3) This is related to the grand canonical ensemble:
In deriving the partition function, a combined system separated by a permeable wall is taken. System 1 is having N1,V1,T and system 2 is having N2,V2,T (N2>>N1, V2>>V1). N can be exchanged between systems. To get the partition function for the system 1(which is supposed to be maintained μ,V,T) , the density function for the system 1 is integrated over phase space of system 1 and this integral is summed over all the values of N1 that system 1 can take.
Since number of particles is changing in system 1, it's chemical potential (∂G/∂N)P,T also changing because system 1 has not reached equilibrium to make equal chemical potential. Particles are transferred into the system 1 unidirectionally.

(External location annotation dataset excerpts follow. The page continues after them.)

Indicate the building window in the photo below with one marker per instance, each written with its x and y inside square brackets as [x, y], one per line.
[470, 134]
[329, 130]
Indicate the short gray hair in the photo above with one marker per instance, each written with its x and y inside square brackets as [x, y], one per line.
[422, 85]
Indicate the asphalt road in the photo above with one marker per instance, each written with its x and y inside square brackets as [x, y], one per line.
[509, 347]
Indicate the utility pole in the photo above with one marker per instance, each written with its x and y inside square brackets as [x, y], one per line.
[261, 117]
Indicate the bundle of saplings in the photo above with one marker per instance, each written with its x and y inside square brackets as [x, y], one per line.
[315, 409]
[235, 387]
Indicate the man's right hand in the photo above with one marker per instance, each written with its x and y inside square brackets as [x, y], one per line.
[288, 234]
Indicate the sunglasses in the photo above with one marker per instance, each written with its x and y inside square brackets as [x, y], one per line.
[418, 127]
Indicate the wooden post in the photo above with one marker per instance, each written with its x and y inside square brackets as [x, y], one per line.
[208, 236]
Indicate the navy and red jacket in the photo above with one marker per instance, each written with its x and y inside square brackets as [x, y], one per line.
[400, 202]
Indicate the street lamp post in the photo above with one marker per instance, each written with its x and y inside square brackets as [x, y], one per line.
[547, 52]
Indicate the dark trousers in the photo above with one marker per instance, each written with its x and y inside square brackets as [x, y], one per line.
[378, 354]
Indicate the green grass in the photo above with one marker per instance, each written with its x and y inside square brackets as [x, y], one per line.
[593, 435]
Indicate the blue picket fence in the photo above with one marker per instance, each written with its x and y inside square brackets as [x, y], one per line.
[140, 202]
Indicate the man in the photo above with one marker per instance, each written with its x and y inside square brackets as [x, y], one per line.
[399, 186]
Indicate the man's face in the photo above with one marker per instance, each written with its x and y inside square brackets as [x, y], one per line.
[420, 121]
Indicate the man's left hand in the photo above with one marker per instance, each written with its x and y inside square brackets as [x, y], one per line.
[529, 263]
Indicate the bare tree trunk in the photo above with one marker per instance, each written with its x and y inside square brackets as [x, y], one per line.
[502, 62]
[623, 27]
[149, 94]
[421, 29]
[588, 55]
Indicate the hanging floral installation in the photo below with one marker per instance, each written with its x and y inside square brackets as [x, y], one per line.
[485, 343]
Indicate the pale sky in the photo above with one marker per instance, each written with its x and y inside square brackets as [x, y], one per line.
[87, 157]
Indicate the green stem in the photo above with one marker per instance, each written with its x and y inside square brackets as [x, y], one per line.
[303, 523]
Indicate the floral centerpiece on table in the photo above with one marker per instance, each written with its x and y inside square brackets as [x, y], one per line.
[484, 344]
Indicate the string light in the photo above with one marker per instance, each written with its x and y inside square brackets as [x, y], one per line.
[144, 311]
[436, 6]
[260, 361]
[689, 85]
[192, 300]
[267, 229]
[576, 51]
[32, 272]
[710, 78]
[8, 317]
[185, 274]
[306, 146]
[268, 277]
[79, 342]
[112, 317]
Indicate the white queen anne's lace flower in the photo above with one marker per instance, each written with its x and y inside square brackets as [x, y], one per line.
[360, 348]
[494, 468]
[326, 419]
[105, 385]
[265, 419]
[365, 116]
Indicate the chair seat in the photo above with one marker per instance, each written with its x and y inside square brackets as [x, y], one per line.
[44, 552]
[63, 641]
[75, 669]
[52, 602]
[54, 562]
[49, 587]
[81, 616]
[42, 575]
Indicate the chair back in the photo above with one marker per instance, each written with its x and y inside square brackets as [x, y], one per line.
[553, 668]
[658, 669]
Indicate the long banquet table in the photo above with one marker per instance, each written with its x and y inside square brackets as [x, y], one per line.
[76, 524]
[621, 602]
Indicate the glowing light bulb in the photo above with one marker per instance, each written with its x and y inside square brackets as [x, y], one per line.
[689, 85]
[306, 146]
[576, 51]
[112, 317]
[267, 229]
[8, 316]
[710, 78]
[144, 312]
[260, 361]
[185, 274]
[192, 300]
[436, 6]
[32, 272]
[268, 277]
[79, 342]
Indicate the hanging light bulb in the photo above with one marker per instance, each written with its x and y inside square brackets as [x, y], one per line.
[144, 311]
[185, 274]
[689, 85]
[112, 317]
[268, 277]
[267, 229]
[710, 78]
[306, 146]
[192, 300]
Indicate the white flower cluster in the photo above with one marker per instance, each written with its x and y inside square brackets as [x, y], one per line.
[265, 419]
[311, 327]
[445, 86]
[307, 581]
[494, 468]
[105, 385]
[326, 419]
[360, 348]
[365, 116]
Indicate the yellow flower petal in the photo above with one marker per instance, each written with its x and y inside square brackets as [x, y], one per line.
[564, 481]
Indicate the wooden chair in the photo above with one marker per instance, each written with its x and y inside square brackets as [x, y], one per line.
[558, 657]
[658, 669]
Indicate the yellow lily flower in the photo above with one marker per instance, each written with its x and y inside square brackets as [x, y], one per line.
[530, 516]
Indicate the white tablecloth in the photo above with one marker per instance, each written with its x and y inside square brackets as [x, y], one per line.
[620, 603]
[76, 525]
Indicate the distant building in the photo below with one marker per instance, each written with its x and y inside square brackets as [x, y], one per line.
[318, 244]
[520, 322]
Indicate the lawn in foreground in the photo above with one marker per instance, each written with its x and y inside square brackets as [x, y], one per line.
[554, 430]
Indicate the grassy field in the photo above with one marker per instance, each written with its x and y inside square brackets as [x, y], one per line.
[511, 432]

If μ,V,T condition is not maintained, why particle numbers are changed in the system1 ?
We know that chemical potential remains constant when there is a chemical equilibrium. In equilibrium, number of particles going out of a system is equal to the number of particles going in to keep (∂G/∂N)P,T Constant.
I don't know how much i have been able to explain question 3.
Please got through this.
Thanks
Vivek
Are you referring to any book (text-book)? Quite a few of your very valid questions are answered in detail in such books, where you might be able to get answers to ALL/MOST of your questions in one go.
Apologies, since I am not answering your question.
By definition, the microcanonical ensemble is an isolated system, so its energy remains constant. On the other hand, in the canonical ensemble, the system interacts with a big reservoir of temperature T, without interchanging particles. In this case the system can have energy E with the probability exp(-E/T). Nevertheless, if the system plus the reservoir are isolated, the total energy E+E' remains constant.